Не дослушав ее ответ, он поспешно прошел к лифту, спустился, вышел на улицу и огляделся по сторонам.
Похоже, за ним никто не следил, во всяком случае, поблизости не было ни большой черной машины, ни больших черных людей.
Все еще с опаской переводчик дошел до метро, проехал несколько остановок и оказался на автобусном вокзале. Здесь он купил билет на ближайший автобус до станции Металлострой, нашел этот автобус и занял свободное место поближе к выходу.
И только теперь перевел дыхание.
Здесь, среди таких же неприметных мужчин в резиновых сапогах и непромокаемых куртках, с большими корзинами и неподъемными рюкзаками, он почувствовал себя в безопасности.
Особенно когда автобус тронулся, проехал по пригородам и выбрался на шоссе.
Большинство пассажиров выходило на остановках возле маленьких деревушек, не обозначенных ни на одной карте, и поселков сельского типа и направлялось в сторону леса: они действительно ехали в лес за опятами. Опят в лесу было видимо-невидимо, в этом Сергей Константинович не погрешил против истины.
Сам он, правда, направлялся вовсе не в лес. Он никогда не любил грибы – ни есть, ни тем более собирать.

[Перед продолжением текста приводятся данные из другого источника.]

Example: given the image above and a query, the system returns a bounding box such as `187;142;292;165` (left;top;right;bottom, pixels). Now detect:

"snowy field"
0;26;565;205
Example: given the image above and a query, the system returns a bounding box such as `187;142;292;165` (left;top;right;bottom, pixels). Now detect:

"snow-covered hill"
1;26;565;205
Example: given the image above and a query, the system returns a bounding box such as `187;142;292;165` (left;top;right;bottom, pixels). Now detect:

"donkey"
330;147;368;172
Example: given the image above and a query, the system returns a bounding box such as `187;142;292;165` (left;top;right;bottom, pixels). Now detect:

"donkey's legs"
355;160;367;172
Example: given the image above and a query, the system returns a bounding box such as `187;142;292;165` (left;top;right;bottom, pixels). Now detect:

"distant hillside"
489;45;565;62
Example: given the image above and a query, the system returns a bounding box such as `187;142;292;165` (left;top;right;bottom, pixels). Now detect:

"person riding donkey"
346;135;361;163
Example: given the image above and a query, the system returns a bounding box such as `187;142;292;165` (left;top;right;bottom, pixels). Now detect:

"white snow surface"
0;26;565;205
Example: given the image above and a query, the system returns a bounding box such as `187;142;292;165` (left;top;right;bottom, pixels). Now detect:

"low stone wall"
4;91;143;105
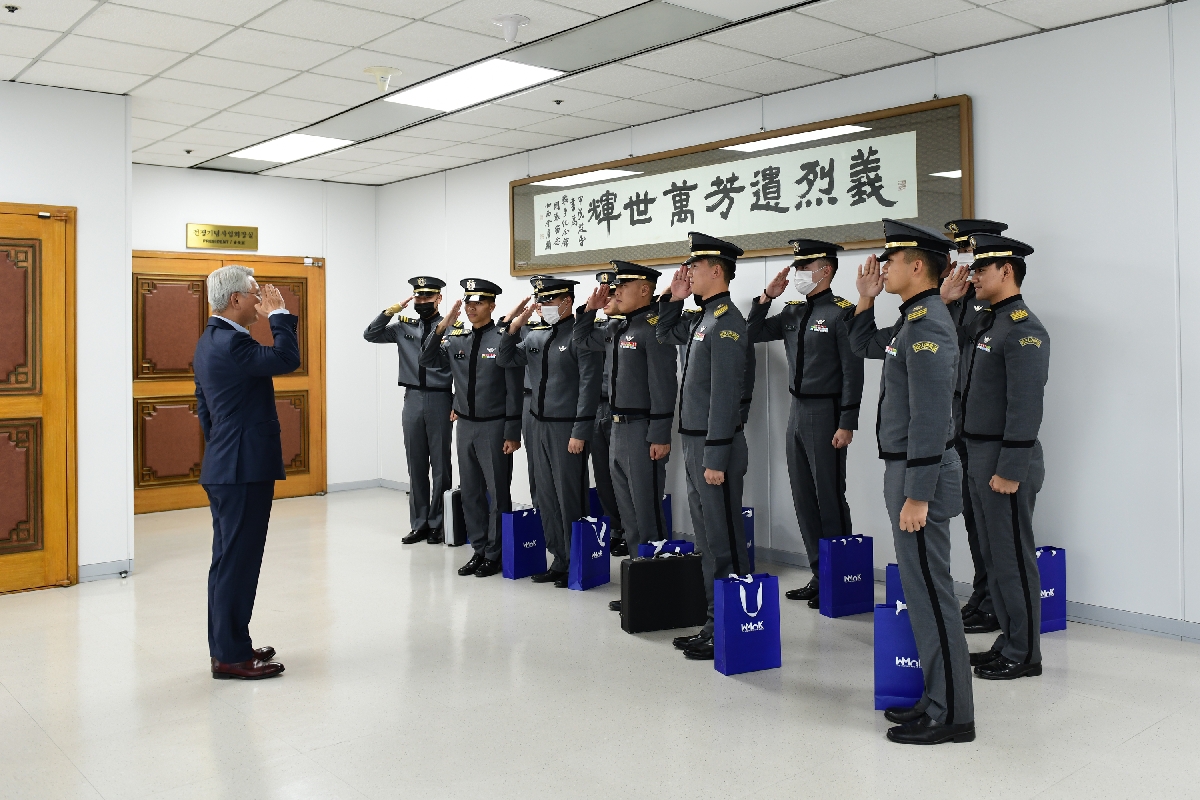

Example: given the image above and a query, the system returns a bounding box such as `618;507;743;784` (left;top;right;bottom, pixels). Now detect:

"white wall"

Сергей Константинович ехал на дачу к своей престарелой тетушке Веронике Эдуардовне.
Тетушке было далеко за восемьдесят, но она была еще крепкой и вполне справлялась с небольшим хозяйством. Правда, она плохо видела и слышала, но в этом были свои плюсы: благодаря слабому зрению и слуху она меньше соприкасалась с действительностью, а значит, меньше расстраивалась.
Увидев на тропинке возле своей калитки мужской силуэт, тетушка машинально поправила косынку и приосанилась. Приложив руку козырьком, она пригляделась к гостю… и убедилась, что это не таинственный незнакомец, а ее родной племянник Сережа.
– Сереженька! – оживилась она. – Молодец, что приехал! Ты надолго?
– Пока не знаю, тетенька, – ответил Сергей Константинович, подходя к тетке и целуя ее в пергаментную щеку. – Пока недели на две, а там посмотрю.
– Вот хорошо! А я-то думала, кого бы попросить поколоть мне дрова.
Николай Соловьев был зол и растерян. Такого он не ожидал. То есть в глубине души ожидал от этого типа со шрамом, что держал его на крючке, любой подлянки. Но утром, обнаружив труп задержанного Индюкова в камере и упросив Сидорчука не говорить никому, что он заходил, он прямиком отправился на свое рабочее место, чтобы подумать. Нужно было что-то доложить этому типу с кривым волчьим оскалом, а что он мог сказать?